# ARDL model

In [18]:
import sys
import os
sys.path.append(os.path.abspath(os.path.join("..", "..")))  # adds root of the project

In [2]:
import pandas as pd
import numpy as np
import os
import matplotlib.pyplot as plt
from sklearn.decomposition import PCA
from sklearn.linear_model import Lasso, Ridge
from sklearn.preprocessing import StandardScaler
from sklearn.metrics import mean_absolute_error, mean_squared_error
from sklearn.model_selection import GridSearchCV
from statsmodels.tsa.statespace.structural import UnobservedComponents

from Training.Helper.dataPreprocessing import (
    add_time_features,
    add_lagged_features,
    add_rolling_features,
    rank_features_ccf,
    sklearn_fit_transform,
    integer_index,
    TRAIN_DATA_PATH_1990S
)

HORIZON = 12
DATA_PATH = TRAIN_DATA_PATH_1990S

## Version 1: Diff of Log(PCEPI) with Target Lag and PCA Features
- Log-differenced target (\u0394log)
- Top 40 CCF-selected features
- PCA(20) with lagged target + Kalman smoothing
- Includes Fourier terms

### Load and Prepare Data

In [3]:
# Load raw dataset and prepare datetime
df = pd.read_csv(DATA_PATH)
df["ds"] = pd.to_datetime(df["observation_date"], format="%m/%Y")
df = df.rename(columns={"fred_PCEPI": "y_original"})

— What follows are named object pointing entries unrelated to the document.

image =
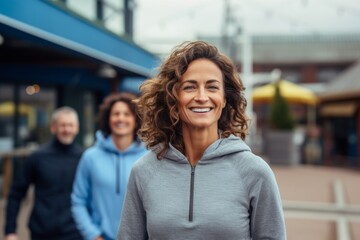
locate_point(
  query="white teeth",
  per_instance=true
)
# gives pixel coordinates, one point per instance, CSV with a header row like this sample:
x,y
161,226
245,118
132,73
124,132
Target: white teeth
x,y
200,109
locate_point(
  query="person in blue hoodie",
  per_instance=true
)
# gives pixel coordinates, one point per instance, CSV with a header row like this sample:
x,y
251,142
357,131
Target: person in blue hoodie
x,y
102,175
200,180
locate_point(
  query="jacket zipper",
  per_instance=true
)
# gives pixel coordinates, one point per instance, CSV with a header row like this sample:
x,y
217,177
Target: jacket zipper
x,y
117,175
191,204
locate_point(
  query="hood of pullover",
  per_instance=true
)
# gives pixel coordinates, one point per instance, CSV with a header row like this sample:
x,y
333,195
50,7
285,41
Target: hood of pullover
x,y
217,150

# Add basic time features (month, quarter, etc.)
df = add_time_features(df, date_col="ds")

# Add Fourier terms (harmonics to capture seasonality)
for k in [1, 2, 3, 4]:
    df[f"sin_{k}"] = np.sin(2 * np.pi * k * df["month"] / 12)
    df[f"cos_{k}"] = np.cos(2 * np.pi * k * df["month"] / 12)

2025-04-08 23:10:42,314 - INFO - Added time features: year, month, quarter. DataFrame shape: (408, 363)


### Add Lag, Momentum, Rolling Stats

In [4]:
# Add momentum, lagged values, and rolling window features for the target
df["pct_change"] = df["y_original"].pct_change()
df["momentum"] = df["pct_change"].diff()
df = add_lagged_features(df, ["y_original"], lags=[1, 6, 12])
df = add_rolling_features(df, "y_original", windows=[3, 6, 12])
df["y_original_rolling_skew6"] = df["y_original"].rolling(6).skew()
df["y_original_rolling_kurt6"] = df["y_original"].rolling(6).kurt()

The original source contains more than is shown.